If you’ve been in sales for a long time, and maybe even been in the position of hiring, training and managing sales staff, then you have probably figured out that there is something intangible in a really good salesperson. Something you can’t interview for. It’s a crap shoot really. No matter how hard you look, it’s almost impossible to see. That unique quality that makes a great salesperson.
I have interviewed thousands of individuals for the position of salesperson, and I can say with a reasonable level of confidence that I have figured out what I like in a new salesperson. I always look for three ingredients. Someone who has a strong personality. If they bore me in an interview, they are probably going to bore the customer right out of the showroom. Someone who has a brain. It really helps to be smart in sales. You don’t need a degree and besides, a degree doesn’t make you smart. The smart I’m talking about is a different kind. Call it street smarts, call it intuitiveness. Whatever you call it, it is the ability to read people and situations and modify behaviour to achieve the best results. Strategy if you will. The final ingredient is drive. Self-motivation. Ambition. Hunger. Whatever you call it, you need it. You can get by without a personality and survive. You can even get by if you’re not the sharpest pencil in the box, but if you don’t have some self-motivation, eventually you will fail. And it’s tough to identify, because everyone thinks they are motivated, or at least says they are. But very few really are.
If you don’t have some self-motivation, eventually you will fail.
There is some invisible ingredient in sales that makes it all fly. Some invisible energy that is very tough to find, even tougher to create, but if you look, you can see it happening. Think about the end of every sales month. At least at the busy stores! There is that rush to get everything out, make bonuses, close that extra deal or two. The month end push. It’s there. You can feel it. The energy, the drive, the hunger. Then on the first of the next month, poof, it’s gone. Where did it go? It’s the human element. Hard to define. The same thing month, after month, after month.
What about hiring that new eager salesperson? I’ve experienced this hundreds and hundreds of times. You have a solid sales staff. Well trained. Meets expectations. Perform well every month- well almost every month. Then you hire a newbie and in their first month they are either at or near the top of the board. Outselling most of the other staff. You think, man… hired a good one there, and maybe you did, but just as often they crash and burn, falling back to reality and sometime before their probationary period ends, they’re toast. What happened? What was that? How does a brand-new salesperson come on board and outsell most of the other staff, and then ultimately fail?
How does a brand-new salesperson outsell most of the other staff, and then ultimately fail?
And that’s where it is, that magic salesperson God particle. It arrives near the end of every month in the form of an invisible energy that motivates sales staff. It’s often present in that new hire who basically only knows one thing: I need to sell. I need to perform. I need to listen to my manager. I need to follow the process. I need to work my butt off and do everything right. It's motivation.
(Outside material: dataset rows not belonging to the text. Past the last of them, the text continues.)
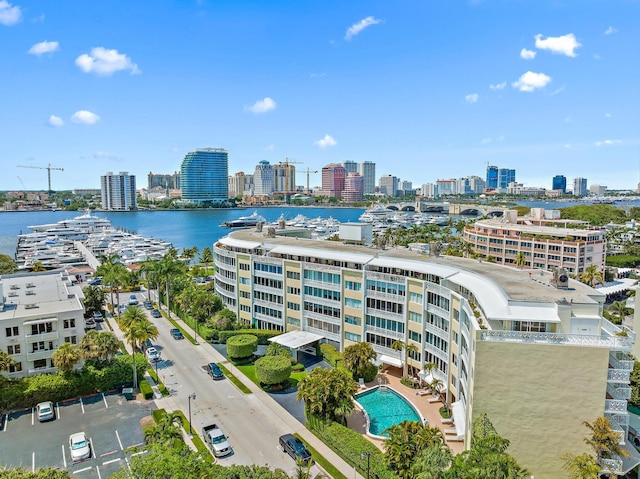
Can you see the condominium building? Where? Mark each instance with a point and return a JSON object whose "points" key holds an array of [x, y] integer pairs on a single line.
{"points": [[536, 356], [546, 243], [204, 176], [118, 191], [38, 313], [367, 170]]}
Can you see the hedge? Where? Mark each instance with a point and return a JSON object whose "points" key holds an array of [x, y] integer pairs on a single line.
{"points": [[146, 389], [350, 445], [242, 346], [330, 354], [273, 369], [263, 335]]}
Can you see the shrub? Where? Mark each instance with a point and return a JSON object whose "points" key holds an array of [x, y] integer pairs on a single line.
{"points": [[263, 335], [242, 346], [330, 354], [272, 370], [146, 389]]}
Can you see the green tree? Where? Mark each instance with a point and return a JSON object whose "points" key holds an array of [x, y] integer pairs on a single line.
{"points": [[406, 441], [328, 393], [358, 357], [65, 357]]}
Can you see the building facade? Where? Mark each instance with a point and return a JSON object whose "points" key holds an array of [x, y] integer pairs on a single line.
{"points": [[367, 170], [204, 176], [544, 243], [118, 192], [38, 313], [537, 359]]}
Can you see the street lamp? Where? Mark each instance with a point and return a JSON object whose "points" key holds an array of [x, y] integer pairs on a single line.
{"points": [[368, 456], [191, 396]]}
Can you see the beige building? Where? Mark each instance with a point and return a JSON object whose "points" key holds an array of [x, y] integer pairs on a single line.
{"points": [[546, 241], [38, 312], [537, 357]]}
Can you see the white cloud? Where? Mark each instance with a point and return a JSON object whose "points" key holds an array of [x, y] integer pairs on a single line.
{"points": [[527, 54], [471, 97], [56, 121], [262, 106], [326, 141], [105, 62], [607, 142], [531, 81], [9, 15], [563, 45], [44, 47], [356, 28], [84, 117]]}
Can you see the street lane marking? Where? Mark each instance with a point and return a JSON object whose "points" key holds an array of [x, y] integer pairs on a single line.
{"points": [[119, 441]]}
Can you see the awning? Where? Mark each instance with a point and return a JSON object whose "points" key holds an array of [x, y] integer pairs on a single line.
{"points": [[459, 417], [296, 339], [392, 361]]}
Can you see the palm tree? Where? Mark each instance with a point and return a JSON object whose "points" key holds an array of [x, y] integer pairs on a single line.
{"points": [[357, 358], [65, 357], [592, 276]]}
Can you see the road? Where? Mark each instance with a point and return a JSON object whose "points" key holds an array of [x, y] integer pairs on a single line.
{"points": [[253, 434]]}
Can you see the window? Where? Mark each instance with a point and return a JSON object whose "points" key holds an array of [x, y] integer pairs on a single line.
{"points": [[12, 331], [356, 338], [13, 349]]}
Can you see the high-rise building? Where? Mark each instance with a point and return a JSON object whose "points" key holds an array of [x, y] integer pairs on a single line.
{"points": [[118, 192], [492, 176], [350, 166], [389, 185], [333, 176], [559, 183], [580, 186], [505, 176], [166, 182], [204, 176], [264, 179], [367, 170], [353, 188]]}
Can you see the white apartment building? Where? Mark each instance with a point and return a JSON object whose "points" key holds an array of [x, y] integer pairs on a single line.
{"points": [[537, 359], [546, 244], [38, 312]]}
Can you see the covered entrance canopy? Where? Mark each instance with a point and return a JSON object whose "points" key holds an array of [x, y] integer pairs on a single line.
{"points": [[296, 339]]}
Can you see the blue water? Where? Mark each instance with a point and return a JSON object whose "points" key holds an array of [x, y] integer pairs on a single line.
{"points": [[187, 228], [385, 407]]}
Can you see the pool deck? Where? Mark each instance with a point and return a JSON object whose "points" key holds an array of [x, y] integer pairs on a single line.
{"points": [[430, 411]]}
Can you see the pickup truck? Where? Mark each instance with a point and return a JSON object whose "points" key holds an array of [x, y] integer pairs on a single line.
{"points": [[216, 440]]}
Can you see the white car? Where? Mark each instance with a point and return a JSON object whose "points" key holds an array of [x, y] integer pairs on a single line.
{"points": [[153, 354], [45, 411], [79, 447]]}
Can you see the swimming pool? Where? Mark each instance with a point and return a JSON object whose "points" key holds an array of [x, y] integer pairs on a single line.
{"points": [[384, 408]]}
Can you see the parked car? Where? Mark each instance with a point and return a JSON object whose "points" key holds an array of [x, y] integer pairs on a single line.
{"points": [[45, 411], [152, 354], [294, 447], [79, 447], [214, 371]]}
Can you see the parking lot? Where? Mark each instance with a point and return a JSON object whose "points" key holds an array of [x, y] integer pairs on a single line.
{"points": [[111, 423]]}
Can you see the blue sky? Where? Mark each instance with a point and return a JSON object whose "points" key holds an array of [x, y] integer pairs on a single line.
{"points": [[425, 89]]}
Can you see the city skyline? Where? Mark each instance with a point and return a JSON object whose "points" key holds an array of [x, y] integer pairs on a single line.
{"points": [[425, 91]]}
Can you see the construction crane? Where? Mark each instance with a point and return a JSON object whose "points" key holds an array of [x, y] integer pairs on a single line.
{"points": [[48, 168], [308, 171]]}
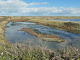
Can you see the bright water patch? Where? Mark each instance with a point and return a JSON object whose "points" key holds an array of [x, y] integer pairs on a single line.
{"points": [[13, 34], [70, 20]]}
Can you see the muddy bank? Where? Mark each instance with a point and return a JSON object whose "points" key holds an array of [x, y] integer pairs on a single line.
{"points": [[49, 38], [67, 26], [19, 20]]}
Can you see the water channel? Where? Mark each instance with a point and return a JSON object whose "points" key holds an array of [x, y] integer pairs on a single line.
{"points": [[13, 34]]}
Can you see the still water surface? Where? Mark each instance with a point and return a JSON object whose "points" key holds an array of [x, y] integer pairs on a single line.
{"points": [[70, 20], [13, 34]]}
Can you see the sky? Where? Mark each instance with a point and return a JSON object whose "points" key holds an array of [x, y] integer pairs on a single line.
{"points": [[39, 7]]}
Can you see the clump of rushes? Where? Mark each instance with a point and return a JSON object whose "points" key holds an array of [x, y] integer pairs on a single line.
{"points": [[49, 38], [26, 51]]}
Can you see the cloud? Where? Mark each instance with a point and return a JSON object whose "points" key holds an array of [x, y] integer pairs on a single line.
{"points": [[20, 8]]}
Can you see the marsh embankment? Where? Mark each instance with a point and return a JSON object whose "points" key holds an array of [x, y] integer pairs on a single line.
{"points": [[49, 38], [73, 27]]}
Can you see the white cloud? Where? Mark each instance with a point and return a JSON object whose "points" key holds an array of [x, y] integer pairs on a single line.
{"points": [[17, 7]]}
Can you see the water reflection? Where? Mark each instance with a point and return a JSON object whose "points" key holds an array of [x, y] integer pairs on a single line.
{"points": [[13, 34]]}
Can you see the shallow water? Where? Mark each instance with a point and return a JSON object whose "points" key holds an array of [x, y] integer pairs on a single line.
{"points": [[13, 34], [70, 20]]}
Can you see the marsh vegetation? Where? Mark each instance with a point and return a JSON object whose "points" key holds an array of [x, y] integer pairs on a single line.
{"points": [[27, 51]]}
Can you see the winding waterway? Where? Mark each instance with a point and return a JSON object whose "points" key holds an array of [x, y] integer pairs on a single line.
{"points": [[13, 34]]}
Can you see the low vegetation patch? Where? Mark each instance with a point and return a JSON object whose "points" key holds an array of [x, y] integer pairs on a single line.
{"points": [[67, 26], [50, 38]]}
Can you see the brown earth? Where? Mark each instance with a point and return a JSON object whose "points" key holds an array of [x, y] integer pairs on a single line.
{"points": [[41, 35]]}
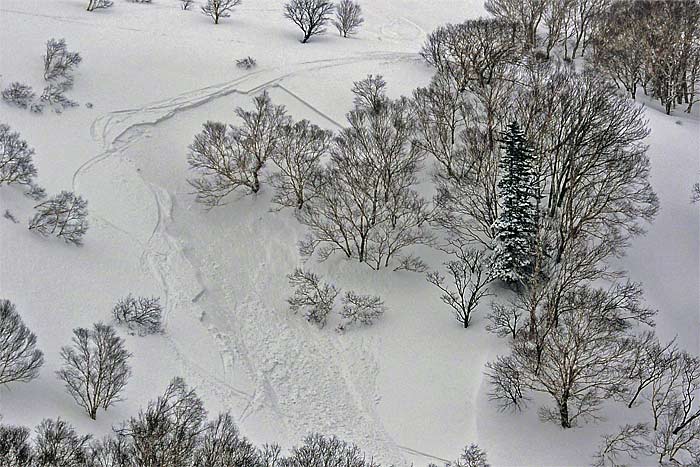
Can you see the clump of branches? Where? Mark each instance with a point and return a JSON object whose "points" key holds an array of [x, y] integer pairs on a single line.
{"points": [[18, 94], [576, 351], [20, 360], [367, 207], [217, 9], [228, 157], [54, 96], [59, 63], [16, 163], [246, 63], [98, 4], [469, 279], [365, 309], [298, 154], [348, 17], [311, 16], [312, 295], [63, 215], [95, 369], [143, 314]]}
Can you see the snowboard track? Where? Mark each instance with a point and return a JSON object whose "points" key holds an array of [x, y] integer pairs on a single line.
{"points": [[165, 258]]}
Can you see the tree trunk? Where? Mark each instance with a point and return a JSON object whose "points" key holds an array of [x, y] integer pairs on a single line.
{"points": [[564, 412]]}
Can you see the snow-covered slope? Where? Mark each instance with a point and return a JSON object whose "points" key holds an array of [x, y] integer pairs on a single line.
{"points": [[407, 390]]}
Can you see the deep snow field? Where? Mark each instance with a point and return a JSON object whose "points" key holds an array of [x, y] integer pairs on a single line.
{"points": [[408, 390]]}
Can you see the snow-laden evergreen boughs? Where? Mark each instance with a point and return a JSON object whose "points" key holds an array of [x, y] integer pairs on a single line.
{"points": [[63, 215], [95, 369], [314, 297], [516, 225], [20, 360]]}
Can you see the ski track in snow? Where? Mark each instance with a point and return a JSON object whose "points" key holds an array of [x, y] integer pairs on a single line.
{"points": [[303, 376]]}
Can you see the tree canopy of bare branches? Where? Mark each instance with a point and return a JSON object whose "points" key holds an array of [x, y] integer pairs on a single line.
{"points": [[311, 16]]}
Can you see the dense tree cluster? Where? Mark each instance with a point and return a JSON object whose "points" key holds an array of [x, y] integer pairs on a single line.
{"points": [[652, 44], [317, 300], [173, 430]]}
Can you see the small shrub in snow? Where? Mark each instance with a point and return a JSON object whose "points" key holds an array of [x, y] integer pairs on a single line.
{"points": [[311, 295], [59, 63], [361, 308], [16, 164], [472, 456], [15, 450], [143, 314], [319, 450], [54, 96], [227, 157], [97, 4], [10, 217], [217, 9], [469, 279], [63, 215], [18, 94], [20, 360], [298, 157], [311, 16], [168, 431], [58, 445], [95, 368], [348, 17], [222, 445], [246, 63], [504, 320]]}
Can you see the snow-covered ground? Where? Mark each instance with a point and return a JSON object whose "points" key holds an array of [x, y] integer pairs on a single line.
{"points": [[409, 389]]}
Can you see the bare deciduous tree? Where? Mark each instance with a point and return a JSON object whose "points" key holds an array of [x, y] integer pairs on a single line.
{"points": [[229, 157], [581, 359], [95, 368], [168, 430], [312, 295], [16, 163], [222, 445], [15, 447], [367, 207], [319, 451], [59, 63], [20, 360], [143, 314], [348, 17], [311, 16], [469, 277], [63, 215], [629, 442], [365, 309], [58, 445], [18, 94], [97, 4], [298, 155], [217, 9]]}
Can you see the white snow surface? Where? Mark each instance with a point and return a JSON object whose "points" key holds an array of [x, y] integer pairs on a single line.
{"points": [[408, 390]]}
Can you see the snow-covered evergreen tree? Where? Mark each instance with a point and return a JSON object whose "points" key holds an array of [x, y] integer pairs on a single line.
{"points": [[517, 223]]}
There are two types of people in sales, maybe in life. Those that are self-motivated, and those that are not. The difference is in what that person is doing when nobody's looking. That self-motivated person has it. That special ingredient that makes it all work. The need to perform for yourself, not someone else. The desire to earn well, because you don’t just want it, you need it. You have to have it.
You can see it if you look hard enough. The person is tenacious, even when applying for the job. The person arrives early to get an extra up or lead. They don’t need to be told to follow up a prospect at three in the afternoon, they have already called them three or four times that day. That person needs to be at the top of the board, needs to hit that bonus, needs to succeed and is willing to put in the work to do it. Month after month after month. So, the next time you’re looking to hire someone, or maybe even promote someone, look hard for that special ingredient, that God particle of sales: self-motivation. The need to succeed, not just the desire. Good luck and good selling.